Савиньен невольно содрогнулся. Он знал строгие нравственные правила матери, ее культ чести, прямодушие, веру в дворянскую доблесть и предвидел тяжелую сцену. Поэтому он шел в соседнюю комнату, как на приступ, с бьющимся сердцем и бледным лицом. Свет едва проникал в спальню покойного капитана сквозь опущенные жалюзи; госпожа де Портандюэр, одетая в черное, хранила величавый вид, как нельзя более подходящий к этой полутемной комнате-усыпальнице.

Когда сын вошел, старая дама поднялась ему навстречу и, схватив его за руки, подвела к отцовской постели.

– Господин виконт, – сказала она, – здесь испустил дух ваш отец, человек чести, которому не в чем было себя упрекнуть. Здесь витает его дух. Как он, должно быть, страдал, видя своего сына в долговой тюрьме. Будь это в прежние времена, мы избавили бы вас от этого позора, добившись королевского указа о заточении вас на несколько дней в крепость. Но, как бы там ни было, ныне вы стоите перед отцом, и он слышит вас. Вспомните все, что вы совершили, прежде чем попали в эту презренную долговую тюрьму. Можете ли вы поклясться мне перед лицом этой тени и перед всевидящим Господом, что вы не совершили подлости, что долги ваши – следствие юношеских увлечений, одним словом, что вы не запятнали свою честь? Если бы ваш отец, человек безупречной нравственности, был жив, если бы он, сидя в этом кресле, потребовал у вас отчет о вашем поведении, – обнял бы он вас, выслушав ваш рассказ?

– Да, матушка, – ответил юноша серьезно и почтительно.

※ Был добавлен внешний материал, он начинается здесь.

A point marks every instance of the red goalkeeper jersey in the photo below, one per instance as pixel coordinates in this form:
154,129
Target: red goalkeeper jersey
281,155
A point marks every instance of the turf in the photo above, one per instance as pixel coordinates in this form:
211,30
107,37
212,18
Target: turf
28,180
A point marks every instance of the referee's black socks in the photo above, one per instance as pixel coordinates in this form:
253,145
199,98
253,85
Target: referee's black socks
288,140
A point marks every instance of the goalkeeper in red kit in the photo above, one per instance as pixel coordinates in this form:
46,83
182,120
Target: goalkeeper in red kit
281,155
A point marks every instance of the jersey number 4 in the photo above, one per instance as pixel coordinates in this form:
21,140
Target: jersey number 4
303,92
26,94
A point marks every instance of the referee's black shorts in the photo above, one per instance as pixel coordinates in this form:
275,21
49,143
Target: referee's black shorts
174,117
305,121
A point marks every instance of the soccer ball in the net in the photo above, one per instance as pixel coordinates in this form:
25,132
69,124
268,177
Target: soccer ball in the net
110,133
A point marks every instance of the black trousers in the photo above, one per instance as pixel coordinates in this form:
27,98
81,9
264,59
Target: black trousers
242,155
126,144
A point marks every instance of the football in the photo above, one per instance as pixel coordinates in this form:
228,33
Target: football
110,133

Тогда старая дама раскрыла объятия и со слезами на глазах прижала сына к сердцу.

– В таком случае забудем об этом, – сказала она, – мы лишились только денег, но я буду молить Господа, чтобы он помог нам вернуть их, и коль скоро ты не запятнал нашего имени, обними меня – я так много выстрадала!

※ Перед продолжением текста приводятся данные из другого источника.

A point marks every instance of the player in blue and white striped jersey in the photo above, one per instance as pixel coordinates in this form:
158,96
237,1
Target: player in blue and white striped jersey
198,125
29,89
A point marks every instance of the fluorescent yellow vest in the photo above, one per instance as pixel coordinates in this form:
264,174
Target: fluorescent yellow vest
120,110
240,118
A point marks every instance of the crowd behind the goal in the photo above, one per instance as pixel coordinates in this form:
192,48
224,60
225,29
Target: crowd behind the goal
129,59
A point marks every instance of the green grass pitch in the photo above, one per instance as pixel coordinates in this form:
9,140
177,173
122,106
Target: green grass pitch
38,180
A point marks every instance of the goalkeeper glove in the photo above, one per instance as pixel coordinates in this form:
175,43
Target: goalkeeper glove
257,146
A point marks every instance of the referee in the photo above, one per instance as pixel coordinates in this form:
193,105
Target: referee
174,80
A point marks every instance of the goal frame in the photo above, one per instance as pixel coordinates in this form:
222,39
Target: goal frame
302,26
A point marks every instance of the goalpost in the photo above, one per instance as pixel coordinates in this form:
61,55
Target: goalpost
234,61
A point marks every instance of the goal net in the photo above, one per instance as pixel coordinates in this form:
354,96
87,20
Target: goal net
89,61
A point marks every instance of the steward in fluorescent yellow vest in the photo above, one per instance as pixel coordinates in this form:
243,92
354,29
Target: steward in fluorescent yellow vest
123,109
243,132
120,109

– Клянусь тебе, дорогая матушка, – сказал Савиньен, простерев руку над отцовской постелью, – что больше я никогда не доставлю тебе подобных огорчений и сделаю все, что смогу, дабы исправить первые свои прегрешения.

– Пойдем завтракать, дитя мое, – сказала госпожа де Портандюэр, выходя из комнаты.

Если приложить к роману законы Сцены, то приезд Савиньена, последнего персонажа той скромной драмы, что разыгралась в Немуре, завершает экспозицию.